Assumir o uso de IA não é um detalhe técnico: é um posicionamento criativo.

Este é um dos pontos centrais deste lançamento: não esconder o processo, mas trazê-lo para o centro da conversa.

A IA, neste contexto, pode ser vista como:

  • Ferramenta: como um instrumento moderno, um estúdio, um plugin.
  • Parceira de exploração: uma forma de testar possibilidades que demorariam semanas.
  • Espelho estético: algo que devolve ao artista versões alternativas de si mesmo.
  • Ameaça simbólica: não à criatividade humana em si, mas à forma como o mercado pode lidar com o valor do trabalho criativo.

E aqui surgem mais perguntas do que respostas:

  • Uma canção é menos verdadeira por ter sido gerada com IA?
  • A emoção que sentimos depende da origem do som?
  • A honestidade está no resultado… ou no processo?
  • O que é mais “humano”: tocar tudo sozinho ou usar uma ferramenta para chegar onde a imaginação já estava?

O paradoxo bonito desta canção

Talvez exista um paradoxo intencional em “There is a lie”.

A canção fala de uma mentira global, de um jogo onde somos peões, de ídolos que enganam.
E, ao mesmo tempo, o próprio lançamento escolhe uma rota que pode ser interpretada por alguns como suspeita: IA na produção musical.

O que torna tudo mais interessante.

Porque a pergunta pode virar-se para nós:

Será que a “ilusão” não é apenas um tema da letra — mas também uma lente sobre como vamos passar a olhar para a arte nos próximos anos?

Afinal, o que consideramos real?

  • A voz que nos comove?
  • A narrativa que nos atravessa?
  • A intenção do autor?
  • Ou o método usado para transformar ideia em som?

O futuro não pede permissão — mas pede consciência

A HARM Records acredita que o papel de uma editora independente também passa por levantar temas difíceis sem necessidade de respostas definitivas.

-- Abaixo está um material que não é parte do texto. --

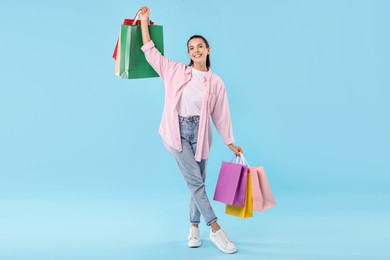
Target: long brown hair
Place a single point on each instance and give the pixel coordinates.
(207, 46)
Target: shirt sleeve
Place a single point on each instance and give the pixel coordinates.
(154, 57)
(221, 117)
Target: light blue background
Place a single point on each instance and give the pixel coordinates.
(83, 172)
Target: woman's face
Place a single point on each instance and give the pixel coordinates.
(198, 51)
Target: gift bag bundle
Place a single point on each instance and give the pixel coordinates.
(243, 188)
(130, 60)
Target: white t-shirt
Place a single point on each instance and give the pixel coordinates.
(192, 95)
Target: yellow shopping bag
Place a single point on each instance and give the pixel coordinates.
(247, 210)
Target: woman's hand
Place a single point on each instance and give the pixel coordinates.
(236, 149)
(144, 13)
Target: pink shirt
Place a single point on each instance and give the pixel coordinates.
(215, 103)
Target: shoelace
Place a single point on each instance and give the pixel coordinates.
(225, 239)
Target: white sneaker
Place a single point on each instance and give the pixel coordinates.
(193, 238)
(221, 240)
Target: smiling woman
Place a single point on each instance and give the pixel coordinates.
(195, 96)
(198, 47)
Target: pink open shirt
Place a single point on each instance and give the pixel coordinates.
(215, 103)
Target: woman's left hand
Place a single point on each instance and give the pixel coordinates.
(236, 149)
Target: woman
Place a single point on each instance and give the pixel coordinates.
(192, 94)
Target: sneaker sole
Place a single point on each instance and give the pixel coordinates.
(221, 249)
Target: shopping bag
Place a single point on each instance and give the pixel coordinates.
(117, 56)
(263, 198)
(132, 59)
(231, 184)
(247, 210)
(127, 22)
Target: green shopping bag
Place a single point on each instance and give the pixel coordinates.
(133, 64)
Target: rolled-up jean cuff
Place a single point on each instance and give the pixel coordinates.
(212, 221)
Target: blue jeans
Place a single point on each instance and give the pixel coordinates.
(194, 172)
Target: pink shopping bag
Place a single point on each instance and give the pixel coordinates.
(231, 184)
(263, 198)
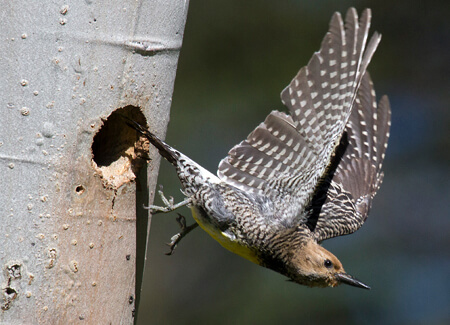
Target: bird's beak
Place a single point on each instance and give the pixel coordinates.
(348, 279)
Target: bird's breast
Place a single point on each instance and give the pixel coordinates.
(225, 239)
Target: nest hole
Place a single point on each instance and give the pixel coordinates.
(118, 152)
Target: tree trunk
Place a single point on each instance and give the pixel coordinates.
(71, 246)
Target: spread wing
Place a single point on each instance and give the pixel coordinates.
(286, 155)
(341, 203)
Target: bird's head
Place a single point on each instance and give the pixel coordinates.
(314, 266)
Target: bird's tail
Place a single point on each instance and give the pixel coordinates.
(164, 149)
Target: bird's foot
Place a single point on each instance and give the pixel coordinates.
(184, 231)
(169, 204)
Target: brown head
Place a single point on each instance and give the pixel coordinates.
(314, 266)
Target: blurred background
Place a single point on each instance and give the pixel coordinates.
(237, 56)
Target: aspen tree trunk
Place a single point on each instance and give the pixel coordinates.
(72, 248)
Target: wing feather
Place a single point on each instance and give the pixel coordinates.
(286, 156)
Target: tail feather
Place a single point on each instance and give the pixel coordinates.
(164, 149)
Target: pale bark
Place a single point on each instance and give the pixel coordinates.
(68, 244)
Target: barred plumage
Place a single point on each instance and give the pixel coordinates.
(302, 177)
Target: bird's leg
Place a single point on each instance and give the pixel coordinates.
(184, 231)
(169, 205)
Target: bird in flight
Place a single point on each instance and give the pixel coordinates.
(300, 177)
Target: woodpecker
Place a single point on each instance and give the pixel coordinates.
(300, 177)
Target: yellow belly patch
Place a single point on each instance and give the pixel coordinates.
(224, 240)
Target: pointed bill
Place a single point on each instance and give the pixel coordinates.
(348, 279)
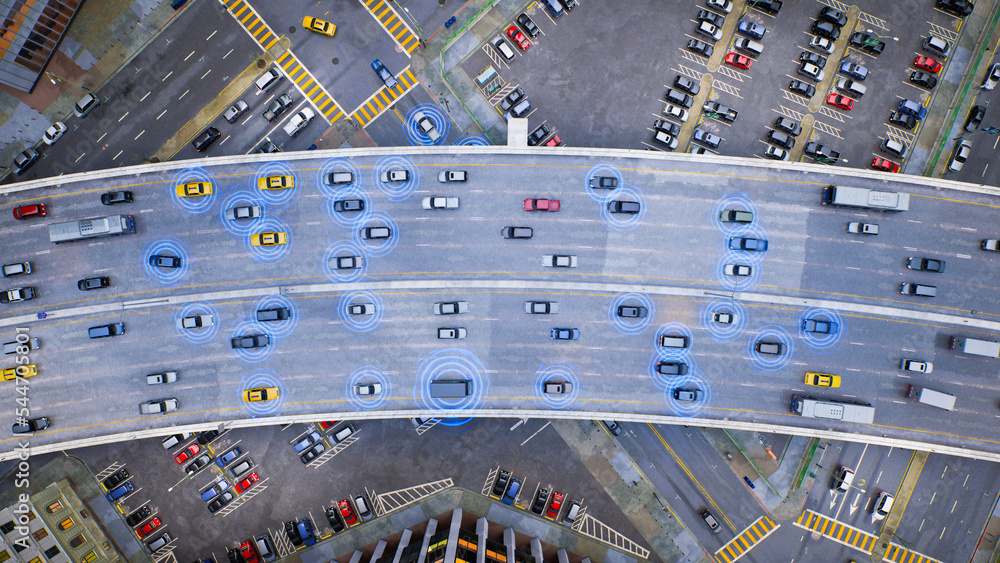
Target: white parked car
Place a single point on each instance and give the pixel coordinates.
(299, 121)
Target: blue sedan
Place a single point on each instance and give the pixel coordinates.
(384, 74)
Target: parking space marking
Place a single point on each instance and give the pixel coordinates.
(900, 134)
(390, 21)
(790, 113)
(694, 58)
(943, 32)
(310, 87)
(282, 543)
(383, 98)
(871, 20)
(725, 87)
(494, 56)
(689, 72)
(839, 116)
(244, 498)
(747, 539)
(251, 22)
(336, 449)
(801, 100)
(824, 128)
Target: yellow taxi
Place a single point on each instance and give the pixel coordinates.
(10, 374)
(319, 26)
(822, 379)
(260, 394)
(276, 183)
(268, 239)
(194, 189)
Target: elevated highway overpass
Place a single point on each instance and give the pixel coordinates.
(670, 258)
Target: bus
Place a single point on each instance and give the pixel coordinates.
(810, 407)
(95, 227)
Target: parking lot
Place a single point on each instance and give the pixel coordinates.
(594, 78)
(380, 457)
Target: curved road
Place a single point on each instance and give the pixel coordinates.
(669, 258)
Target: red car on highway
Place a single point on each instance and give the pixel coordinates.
(515, 34)
(842, 102)
(533, 204)
(739, 61)
(927, 63)
(27, 211)
(187, 453)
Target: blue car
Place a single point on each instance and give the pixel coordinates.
(305, 532)
(912, 108)
(121, 491)
(854, 70)
(511, 494)
(228, 457)
(751, 29)
(384, 74)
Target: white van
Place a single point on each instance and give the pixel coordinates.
(844, 479)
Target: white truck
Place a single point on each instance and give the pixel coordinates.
(976, 347)
(931, 397)
(845, 196)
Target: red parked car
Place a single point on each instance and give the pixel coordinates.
(518, 37)
(26, 211)
(555, 506)
(249, 553)
(247, 483)
(347, 512)
(739, 61)
(148, 528)
(884, 165)
(842, 102)
(927, 63)
(187, 453)
(532, 204)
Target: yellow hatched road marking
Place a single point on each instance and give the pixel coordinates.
(857, 539)
(390, 21)
(747, 539)
(382, 99)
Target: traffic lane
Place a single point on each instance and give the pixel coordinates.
(953, 497)
(143, 107)
(716, 487)
(358, 41)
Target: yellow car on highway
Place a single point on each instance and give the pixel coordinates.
(268, 239)
(10, 374)
(260, 394)
(194, 189)
(319, 26)
(276, 183)
(822, 380)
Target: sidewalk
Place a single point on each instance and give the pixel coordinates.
(103, 38)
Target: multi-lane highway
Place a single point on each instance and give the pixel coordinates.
(669, 258)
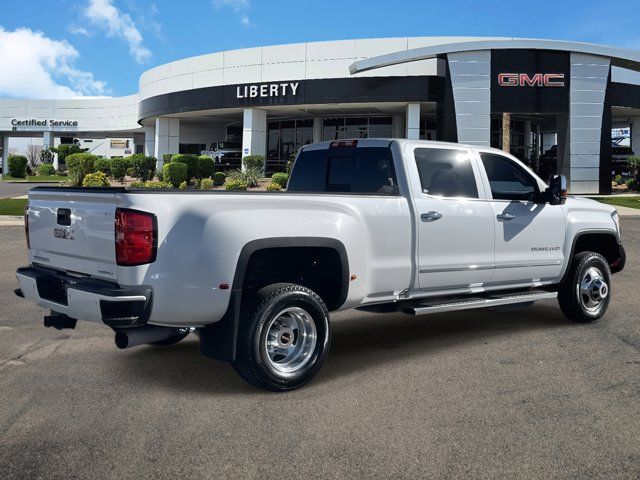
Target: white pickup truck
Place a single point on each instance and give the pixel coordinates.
(378, 225)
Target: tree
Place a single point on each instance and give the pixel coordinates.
(65, 150)
(33, 154)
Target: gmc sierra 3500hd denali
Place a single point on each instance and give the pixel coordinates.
(379, 225)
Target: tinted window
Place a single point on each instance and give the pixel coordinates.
(446, 172)
(508, 180)
(345, 170)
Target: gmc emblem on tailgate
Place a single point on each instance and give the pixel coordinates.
(535, 80)
(63, 233)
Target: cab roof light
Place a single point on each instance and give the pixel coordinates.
(344, 143)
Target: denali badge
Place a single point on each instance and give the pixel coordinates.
(63, 233)
(535, 80)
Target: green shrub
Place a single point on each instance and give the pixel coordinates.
(46, 169)
(119, 167)
(206, 166)
(67, 149)
(280, 179)
(79, 165)
(98, 179)
(175, 173)
(17, 166)
(151, 184)
(144, 167)
(254, 162)
(191, 161)
(235, 185)
(219, 178)
(46, 155)
(250, 176)
(102, 165)
(206, 184)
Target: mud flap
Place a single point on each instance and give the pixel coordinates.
(219, 339)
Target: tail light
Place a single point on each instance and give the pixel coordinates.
(136, 237)
(26, 226)
(343, 143)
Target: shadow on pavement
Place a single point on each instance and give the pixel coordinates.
(360, 342)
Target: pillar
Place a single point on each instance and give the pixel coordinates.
(317, 130)
(506, 132)
(528, 143)
(254, 132)
(470, 74)
(5, 155)
(47, 142)
(166, 138)
(397, 127)
(150, 141)
(589, 79)
(413, 121)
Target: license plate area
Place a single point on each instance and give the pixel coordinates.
(53, 289)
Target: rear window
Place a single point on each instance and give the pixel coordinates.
(345, 170)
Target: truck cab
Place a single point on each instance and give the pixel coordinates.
(375, 224)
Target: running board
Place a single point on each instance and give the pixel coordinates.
(478, 302)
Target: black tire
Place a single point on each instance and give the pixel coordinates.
(258, 319)
(172, 340)
(573, 304)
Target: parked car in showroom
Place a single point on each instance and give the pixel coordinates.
(379, 225)
(227, 153)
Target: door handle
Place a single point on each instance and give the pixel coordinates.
(430, 216)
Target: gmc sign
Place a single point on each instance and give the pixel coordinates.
(535, 80)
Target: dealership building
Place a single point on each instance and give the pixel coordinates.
(552, 104)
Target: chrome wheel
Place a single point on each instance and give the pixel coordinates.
(592, 290)
(290, 340)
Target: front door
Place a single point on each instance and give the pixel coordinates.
(529, 236)
(454, 227)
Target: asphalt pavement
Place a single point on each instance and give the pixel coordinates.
(475, 394)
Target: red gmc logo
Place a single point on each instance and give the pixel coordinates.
(535, 80)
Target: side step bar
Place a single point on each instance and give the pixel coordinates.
(478, 302)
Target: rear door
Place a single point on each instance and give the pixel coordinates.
(73, 231)
(454, 225)
(529, 236)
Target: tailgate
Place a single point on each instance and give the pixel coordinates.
(73, 230)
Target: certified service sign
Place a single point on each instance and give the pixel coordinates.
(33, 122)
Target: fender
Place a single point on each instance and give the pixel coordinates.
(582, 233)
(219, 340)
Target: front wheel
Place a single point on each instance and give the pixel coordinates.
(585, 294)
(283, 338)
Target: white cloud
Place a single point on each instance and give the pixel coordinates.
(35, 66)
(238, 6)
(103, 14)
(78, 30)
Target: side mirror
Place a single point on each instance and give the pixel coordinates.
(557, 190)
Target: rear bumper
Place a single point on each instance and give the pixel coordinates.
(86, 298)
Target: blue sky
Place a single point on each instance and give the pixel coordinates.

A IA na música não é só uma discussão técnica, jurídica ou económica. É também uma discussão cultural e emocional.

O que acontece quando:

  • as ferramentas se tornam tão boas que a linha entre “feito por humano” e “feito por máquina” deixa de ser óbvia?
  • a abundância de música gerada automaticamente aumenta de forma explosiva?
  • o “som possível” se torna infinito, mas a atenção humana continua finita?

Não sabemos.

Mas talvez a função da arte seja precisamente esta: fazer-nos sentir a pergunta antes de a compreendermos racionalmente.

Sobre o single

“There is a lie” é o novo lançamento de Ny Smith — um alter ego musical de Hugo Centúrio, integrado no universo da HARM Records.

  • Letra e composição: Hugo Centúrio
  • Produção com IA: SUNO
  • Estética: indie-folk / alt-folk, com foco em atmosfera, minimalismo emocional e metáfora

Esta canção não pretende encerrar o debate sobre IA.
Pretende abri-lo com uma vela acesa no meio da neblina.

Uma última pergunta

Se a música te emocionou, fez pensar ou incomodou de forma subtil, talvez isso já seja suficiente.

Porque no fim, a questão maior pode ser esta:

Numa era em que as máquinas conseguem simular tanta coisa — o que é que ainda queremos que a arte nos prove?